Lil gave both of us slightly incredulous looks, glanced at the ceiling, and shrugged.
“But we’re being followed,” Eap said. “We cannot forget that. At any moment, it could be the joining of fronts. We have to start thinking . . .” he paused, “outside the boundaries of what we’ve experienced already.” The words seemed to seed some thoughts. He fell quiet, swirling the liquid in his glass.
“Hans,” Lil said quietly. “The Grey Man. Where to find him.” She put her chin on her fist and glared at the worn oak grain of the tabletop. “You haven’t seen him for a while.” She aimed her remark at Eap.
“Years,” Eap agreed. “He left Grandeur behind completely when Rose had her first episode.”
“Rose,” I said. “You keep mentioning her. Who’s Rose?”
“Hans’ companion,” Eap replied, putting a little inflection into the word. “He brought her down with him when he came to the Caldera. Tricked her, in fact.” His ey
es narrowed and lines formed around his mouth. “But Rose may or may not be relevant now. She’s likely long gone to the blyks. She was trying to leave. That was what inspired her dissolution into madness. She wanted to . . .” he paused, “she wanted to leave. So that she could die.”
Lil shuddered.
“So she was manipulated to come down here,” I said. “Trapped.”

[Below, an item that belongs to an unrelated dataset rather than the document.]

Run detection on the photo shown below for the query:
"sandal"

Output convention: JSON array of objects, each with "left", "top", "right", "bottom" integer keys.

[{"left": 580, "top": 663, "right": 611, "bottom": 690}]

“Well,” Lil said, the reproach flying a mile over her immaculately braided blond head, “I’ve been talking to him for months. I’m sure I know something.”
“Let’s have some food,” Arapahoe suggested. “And some spirits. Get the blood flowing in the right direction.”

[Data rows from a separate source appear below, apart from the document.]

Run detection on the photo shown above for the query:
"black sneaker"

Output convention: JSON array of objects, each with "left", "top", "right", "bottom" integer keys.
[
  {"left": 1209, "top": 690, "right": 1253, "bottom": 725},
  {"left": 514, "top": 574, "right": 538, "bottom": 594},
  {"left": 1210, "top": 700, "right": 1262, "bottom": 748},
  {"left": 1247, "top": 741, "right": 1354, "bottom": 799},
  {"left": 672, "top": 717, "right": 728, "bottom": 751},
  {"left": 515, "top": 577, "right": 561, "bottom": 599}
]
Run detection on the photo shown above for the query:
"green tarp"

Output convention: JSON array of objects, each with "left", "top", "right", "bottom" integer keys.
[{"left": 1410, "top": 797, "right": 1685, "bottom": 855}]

One of the long-legged waitresses approached us, swishing her skirt and giving me a wink.
“What direction’s that?” Lil muttered, giving me an evil glance. “North or South?”
“Speaking of dirty minds,” I threw back at her. “Food sounds good.” I nodded at the spindly-legged, pigtailed girl standing silently at the door. “Dinner, please.”

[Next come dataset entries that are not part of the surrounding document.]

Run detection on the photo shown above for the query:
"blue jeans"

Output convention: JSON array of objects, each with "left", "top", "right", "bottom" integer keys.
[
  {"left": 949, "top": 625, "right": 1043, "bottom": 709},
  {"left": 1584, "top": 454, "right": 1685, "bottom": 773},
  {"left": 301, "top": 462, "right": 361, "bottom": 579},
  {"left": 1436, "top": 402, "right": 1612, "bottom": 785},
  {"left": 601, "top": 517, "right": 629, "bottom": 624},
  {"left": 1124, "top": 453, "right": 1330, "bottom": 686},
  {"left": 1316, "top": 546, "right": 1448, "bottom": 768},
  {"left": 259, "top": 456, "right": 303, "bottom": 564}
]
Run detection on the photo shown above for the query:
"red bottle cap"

“Supper,” Eap corrected. “It’s evening hours.”
“Right,” I said. “We call it dinner now. Supper’s something my grandma says.”
“Odd, the things that change so easily on the crust,” Eap murmured, “while others remain fixed and immobile as . . .” he shook his head. “There is nothing. There is nothing to put there.”
“Nothing is fixed and immobile,” Lil agreed. They shared a look, maybe the first mutually appreciative one I’d noticed.
We sat quietly, waiting for the food. I was thinking. Lil was thinking. Eap was thinking. Selah and Arapahoe seemed very much like they were thinking, though I knew they were figments of my telling, and so the thoughts they were thinking would be a reflection of the thoughts I was thinking, of what I made them think. Wouldn’t they?
How confusing. How ridiculous.
“The blyks,” Selah finally said. “Please tell us about them, Eap.”
She was making an effort. I gave her a small smile. She returned it with warmth, and my cheeks heated up. I looked down at the table, tapping my finger on it. I wished Dane was at our table.